IAEA Cuts Technical Aid To Iran
March 8, 2007 (RFE/RL) -- The United Nations' nuclear watchdog has voted unanimously to cut almost half its aid programs to Iran as part of UN sanctions over Tehran's controversial nuclear program.
The International Atomic Energy Agency (IAEA) adopted the aid cuts during today's meeting of its 35-nation board of governors in Vienna. The cuts were proposed in accordance with a UN Security Council resolution adopted in December.
Following provisions of UN Security Council Resolution 1737, the IAEA partially or completely froze 22 of its 55 technical cooperation projects with Iran.
The Security Council resolution called for sanctions on Iran for refusing to halt the enrichment of uranium.

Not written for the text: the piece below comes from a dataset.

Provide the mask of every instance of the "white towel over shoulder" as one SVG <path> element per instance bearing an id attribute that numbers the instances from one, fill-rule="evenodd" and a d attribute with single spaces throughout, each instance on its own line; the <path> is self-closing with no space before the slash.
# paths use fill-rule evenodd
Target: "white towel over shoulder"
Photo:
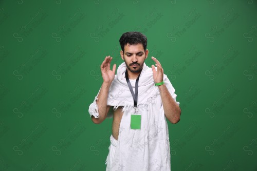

The United States accuses Tehran of trying to build nuclear weapons in violation of international treaties.
Bitter Criticism From Tehran
Iranian Ambassador to the IAEA Ali Asghar Soltanieh told a press conference in Vienna today that the aid cuts will not affect Tehran's uranium enrichment work.
Soltanieh also bitterly criticized members of the UN Security Council for their role in today's aid cut decision, saying they had undermined the IAEA's independence
"The world has the right to know that only few countries, and a few handful of countries on the [IAEA] board of governors, because of the political motivation, sent this issue to the United Nations Security Council and opened a track of confrontation," Soltanieh said.
Iran insists its nuclear program is only for the peaceful civilian purpose of generating electricity. Soltanieh says Iran rejects what he called the UN Security Council's "interference" in IAEA technical affairs.
However, the German ambassador to the IAEA, Peter Gottwald, says sanctions are necessary because Iran has not met its obligations under the Security Council resolution.
"Obviously, there is a logic in the Security Council Resolution 1737," Gottwald said. "As we have just stated, the Islamic Republic of Iran, so far, has not complied with that resolution. So that resolution already foresees further action and that action is actually going on in New York right now."
The IAEA's Vienna meeting comes as Germany and the Security Council's permanent members -- the United States, Russia, France, Britain, and China -- discuss the possiblity of further sanctions to punish Iran for its noncompliance.
On March 7, Iran rebuffed an appeal from the European Union to accept a proposal under which Iran would suspend enrichment in return for a suspension of sanctions.